The High Court has dismissed an urgent application by Chimurenga Mining Syndicate and two of its representatives seeking to stop their eviction from a mining claim in Nyanga and to nullify a writ of ejectment issued against them.
In a judgment delivered in Mutare, Justice Sijabuliso Siziba ruled that the urgent chamber application filed by Chimurenga Mining Syndicate, Nathan Tendai Manyuchi and Douglas Mahiya had no merit and ordered them to pay costs.
The applicants had approached the court seeking an interim order to stop the Sheriff of the High Court from evicting them from Chimurenga Mining Claim, Special Grant SG 10423, pending the determination of the matter. They also sought a final order declaring the writ of ejectment issued in favour of Nomatter Nyarugwe a legal nullity.
The dispute stems from a January 30, 2026 interim spoliation order granted by the High Court in favour of Nyarugwe, directing the applicants to restore peaceful and undisturbed possession of Ruenya Fortune 25 Mine. The applicants contested the order, arguing that they were not occupying that mine but were operating at their own claim under Chimurenga Mining Syndicate.
Following the ruling, the applicants appealed to the Supreme Court of Zimbabwe. However, the High Court later granted Nyarugwe leave to execute the order pending the appeal.
A writ of ejectment was subsequently issued by the registrar of the High Court of Zimbabwe on February 10 and served on the applicants the following day by the Sheriff.

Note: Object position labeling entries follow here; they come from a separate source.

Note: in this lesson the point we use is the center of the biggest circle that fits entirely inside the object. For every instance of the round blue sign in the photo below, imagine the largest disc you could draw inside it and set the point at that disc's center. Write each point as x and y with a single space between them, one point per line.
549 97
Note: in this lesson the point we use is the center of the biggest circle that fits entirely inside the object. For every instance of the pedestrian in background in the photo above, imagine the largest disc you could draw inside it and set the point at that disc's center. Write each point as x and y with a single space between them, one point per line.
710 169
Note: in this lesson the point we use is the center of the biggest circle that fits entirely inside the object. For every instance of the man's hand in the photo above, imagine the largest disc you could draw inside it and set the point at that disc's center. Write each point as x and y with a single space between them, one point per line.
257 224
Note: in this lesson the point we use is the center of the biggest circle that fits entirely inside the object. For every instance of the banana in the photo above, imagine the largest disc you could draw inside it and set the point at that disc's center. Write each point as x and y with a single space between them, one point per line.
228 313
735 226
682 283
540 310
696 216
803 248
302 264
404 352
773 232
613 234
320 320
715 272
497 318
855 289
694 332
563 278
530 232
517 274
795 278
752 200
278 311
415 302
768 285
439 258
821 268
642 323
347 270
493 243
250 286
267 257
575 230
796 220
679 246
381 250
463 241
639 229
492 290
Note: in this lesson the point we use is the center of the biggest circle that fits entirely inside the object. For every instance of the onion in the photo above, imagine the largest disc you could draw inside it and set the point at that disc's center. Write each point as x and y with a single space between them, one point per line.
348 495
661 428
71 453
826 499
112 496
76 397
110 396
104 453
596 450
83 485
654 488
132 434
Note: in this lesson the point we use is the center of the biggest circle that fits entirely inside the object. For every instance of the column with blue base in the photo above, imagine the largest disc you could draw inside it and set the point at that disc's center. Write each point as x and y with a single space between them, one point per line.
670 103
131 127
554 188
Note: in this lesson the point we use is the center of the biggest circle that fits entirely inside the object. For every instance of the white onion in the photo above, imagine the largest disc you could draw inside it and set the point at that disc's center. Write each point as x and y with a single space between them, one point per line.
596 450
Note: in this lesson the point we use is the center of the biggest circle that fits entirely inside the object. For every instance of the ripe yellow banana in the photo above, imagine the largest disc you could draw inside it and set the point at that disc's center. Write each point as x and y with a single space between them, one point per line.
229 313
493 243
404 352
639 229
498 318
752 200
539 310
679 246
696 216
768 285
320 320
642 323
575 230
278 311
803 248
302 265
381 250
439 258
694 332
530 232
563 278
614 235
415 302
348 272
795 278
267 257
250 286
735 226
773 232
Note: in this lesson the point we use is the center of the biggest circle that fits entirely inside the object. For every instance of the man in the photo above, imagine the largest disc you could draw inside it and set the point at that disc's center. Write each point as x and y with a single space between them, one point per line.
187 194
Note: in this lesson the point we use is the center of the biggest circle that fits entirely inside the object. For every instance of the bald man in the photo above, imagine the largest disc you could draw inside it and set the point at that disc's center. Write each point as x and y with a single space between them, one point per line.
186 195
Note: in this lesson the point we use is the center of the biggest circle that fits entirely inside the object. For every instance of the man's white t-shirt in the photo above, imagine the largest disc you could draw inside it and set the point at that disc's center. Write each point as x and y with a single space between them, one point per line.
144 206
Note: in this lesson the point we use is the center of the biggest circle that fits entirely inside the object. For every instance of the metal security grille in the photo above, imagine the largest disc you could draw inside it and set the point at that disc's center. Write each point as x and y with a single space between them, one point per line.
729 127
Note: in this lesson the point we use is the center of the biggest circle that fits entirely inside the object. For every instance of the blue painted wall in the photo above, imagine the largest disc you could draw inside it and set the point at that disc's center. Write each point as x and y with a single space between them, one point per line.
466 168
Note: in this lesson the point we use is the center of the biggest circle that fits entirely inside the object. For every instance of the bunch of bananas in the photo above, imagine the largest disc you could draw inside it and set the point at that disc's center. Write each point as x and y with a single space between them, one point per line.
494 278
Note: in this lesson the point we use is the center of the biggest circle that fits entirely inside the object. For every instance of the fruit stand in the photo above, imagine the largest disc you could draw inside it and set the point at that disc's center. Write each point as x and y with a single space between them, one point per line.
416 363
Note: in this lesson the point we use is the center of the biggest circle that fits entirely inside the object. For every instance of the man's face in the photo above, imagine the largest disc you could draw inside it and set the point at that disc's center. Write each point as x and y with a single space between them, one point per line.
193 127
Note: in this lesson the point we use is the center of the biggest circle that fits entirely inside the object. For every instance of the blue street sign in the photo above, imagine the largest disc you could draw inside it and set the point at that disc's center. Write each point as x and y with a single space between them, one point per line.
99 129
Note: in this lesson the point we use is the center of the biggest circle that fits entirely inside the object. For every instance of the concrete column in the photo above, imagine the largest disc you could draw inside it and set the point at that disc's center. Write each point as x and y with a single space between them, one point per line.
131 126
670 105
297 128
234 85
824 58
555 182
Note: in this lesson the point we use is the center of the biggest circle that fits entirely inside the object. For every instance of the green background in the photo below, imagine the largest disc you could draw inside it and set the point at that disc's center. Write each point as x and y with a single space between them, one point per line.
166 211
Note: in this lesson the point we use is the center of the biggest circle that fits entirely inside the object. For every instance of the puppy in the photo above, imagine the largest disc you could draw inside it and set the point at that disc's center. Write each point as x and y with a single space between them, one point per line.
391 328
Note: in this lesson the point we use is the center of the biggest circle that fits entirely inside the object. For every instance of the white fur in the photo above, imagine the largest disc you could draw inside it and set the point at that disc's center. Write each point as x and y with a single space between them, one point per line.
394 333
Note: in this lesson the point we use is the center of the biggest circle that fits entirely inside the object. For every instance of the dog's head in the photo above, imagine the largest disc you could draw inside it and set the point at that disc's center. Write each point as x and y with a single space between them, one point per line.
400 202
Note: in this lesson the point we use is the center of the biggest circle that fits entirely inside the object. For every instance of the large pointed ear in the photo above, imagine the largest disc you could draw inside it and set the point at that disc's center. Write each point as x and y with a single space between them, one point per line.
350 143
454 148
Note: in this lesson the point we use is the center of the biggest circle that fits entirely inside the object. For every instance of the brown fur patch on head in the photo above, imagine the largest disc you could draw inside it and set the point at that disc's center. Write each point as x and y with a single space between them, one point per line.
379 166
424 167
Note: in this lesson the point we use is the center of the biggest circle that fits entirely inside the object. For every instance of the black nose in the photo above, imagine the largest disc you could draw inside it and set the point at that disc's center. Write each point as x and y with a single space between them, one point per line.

In their urgent application filed on February 19, the applicants argued that the writ was irregular because the spoliation order did not specifically direct eviction. They also maintained that they were not occupying Nyarugwe’s mine but were operating within the coordinates of their own claim.
Related Stories
Nyarugwe opposed the application and raised several preliminary objections, including lack of urgency, the “dirty hands” doctrine, lack of locus standi, and alleged defects in the relief sought.
Justice Siziba dismissed all the preliminary objections, finding that the nine-day delay before filing the application did not remove the urgency of the matter since eviction was imminent.
However, the judge ruled that the application itself could not succeed because the court had already determined in the earlier proceedings that the applicants had dispossessed the first respondent of the mine.
The court held that once that determination had been made, it was functus officio on the issue of whether the applicants were operating at a different mine.
“The applicants, in simple terms, are coming back to tell this court that it made a wrong decision… Such attitude borders on contempt of this court,” Justice Siziba said.
The judge further ruled that a writ of ejectment was a lawful method of enforcing the spoliation order because restoring possession to the respondent required the applicants to vacate the mine.
Justice Siziba also noted that enforcement through a writ of ejectment was consistent with the High Court Rules 2021, which provide for execution of judgments involving the delivery of premises through such a process.
As a result, the court dismissed the application with costs but declined to award costs on a punitive legal practitioner-and-client scale.